Especialistas estimam que 18.000 terabecquerels (unidade usada para medir partículas radioativas) de césium-137 foram parar no Oceano Pacífico. O governo liberou a volta dos moradores da região há apenas três anos, mas muitos ainda não consideram seguro. Não se via algo parecido desde Chernobyl.

É no mínimo contraditório que, dez anos depois da tragédia, a energia nuclear esteja sendo considerada como uma alternativa “limpa” para a transição energética, cujo objetivo é reduzir a emissão de carbono e salvar o meio ambiente. Nas próximas semanas, é esperada uma decisão da Comissão Europeia sobre o descarte de resíduos nucleares. Dependendo do que ficar estabelecido, o urânio pode ser rotulado como um “combustível de transição” no escopo da nova política energética do bloco, parte do plano de retomada econômica Green New Deal.
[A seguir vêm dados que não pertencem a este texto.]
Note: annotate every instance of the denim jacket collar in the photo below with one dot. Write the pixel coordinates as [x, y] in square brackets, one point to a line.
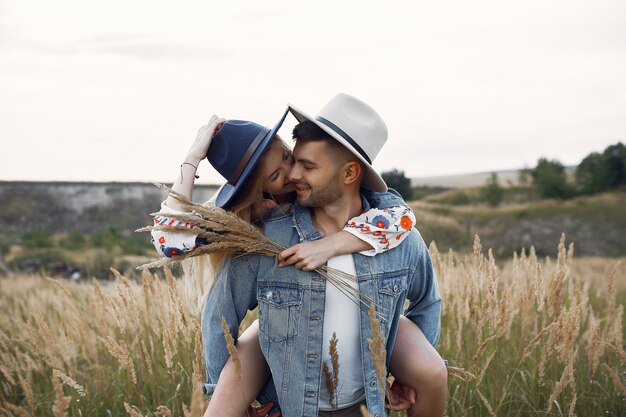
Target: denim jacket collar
[303, 221]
A classificação permitirá que projetos de usinas nucleares acessem fundos garantidos por governos e relacionados aos 700 bilhões de euros reservados pelo bloco para investimentos em energias com baixa emissão de carbono -- apesar dos riscos, a geração nuclear, de fato, praticamente não emite carbono. Essa possibilidade interessa a países dependentes do carvão, como Polônia, República Tcheca e Bulgária.

Segundo dados da Agência Internacional de Energia, a geração de energia nuclear cresceu no ano passado. As usinas ao redor do mundo ofertaram 2.600 TWh de eletricidade, ante 2.586 TWh em 2019. Isso representa 10% da oferta global de energia e mais de 30% da produção de energia de baixo carbono.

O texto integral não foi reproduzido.